As for Their current RSS feed, it only grabs the post, right? Not the comments as well. That limits its usefulness a bit, depending on what you use reddit for.
Yeah one major reason RSS has died is because content makers moved away from it as it bypassed their own sites advert serving, particularly if anything more than titles are shared. Reddit will go the same way. Also many content sites have moved to tricks to track and monetise users landing on their pages with share to facebook, facebook like, share to twitter etc buttons (which also passively track people just by a user loading a page with them on). Those all help feed the big tracking systems that social media companies like Facebook use to monetise users data by spying on them, profiling them and selling or using information for marketing; so RSS feeds also deminish that income source.
Google has done it's part in this - it killed Google Reader which was a popular RSS reader. It wasn't a huge product but looking back it makes sense to kill it when it also wants to track people across the internet and also concerns it may have to pay content providers for their content.

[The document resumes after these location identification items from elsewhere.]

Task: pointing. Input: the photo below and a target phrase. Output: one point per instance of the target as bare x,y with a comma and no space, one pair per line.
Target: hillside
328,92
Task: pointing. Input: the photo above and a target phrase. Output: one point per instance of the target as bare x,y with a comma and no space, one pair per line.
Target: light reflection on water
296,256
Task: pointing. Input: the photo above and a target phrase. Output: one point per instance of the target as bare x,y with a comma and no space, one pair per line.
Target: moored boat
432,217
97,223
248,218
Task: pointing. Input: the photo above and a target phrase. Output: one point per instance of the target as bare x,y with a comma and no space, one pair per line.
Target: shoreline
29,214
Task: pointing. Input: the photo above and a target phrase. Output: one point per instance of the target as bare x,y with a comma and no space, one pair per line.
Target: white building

Yeah, RSS is alive and well. Sure, you aren't getting full articles, but with a full brief and a leap into a browser with a reader view is a pretty slick experience.
Does the "reader" button in your browser redirect you to your rss reader, or are you just using the browser feature for readability? Because the second one does not need rss.
@django Yeah. I’m just using the reader view in the browser. Is it that web sites have reader views for individual articles but no longer update an index of some kind?
The reader view is not provided by websites, this is solely a browser function. They apply an algorithm to extract the content of the website and represent it in a readable way. If you are interested in this, the one used by firefox is available as a library: https://github.com/mozilla/readability
@django I obviously didn’t know that. Thanks for taking the time to explain.
I used to have it set up so it gave me a personal RSS feed of replies to me. I don't remember the details because it was a really long time ago, but it was kind of cool and I pitched it to a couple other places that needed notifications but didn't have mobile apps (none bought in though).
The Reddit RSS wiki entry explains basic use of the RSS and also links to a masterclass on advance use of the feature from 11 years ago . From the comments these features still currently work as of 5 months ago, and you can pull comment feeds but I'm not sure how useful it would be given how RSS works.
The masterclass link is blocked for me "unreviewed content" with a use the official app message.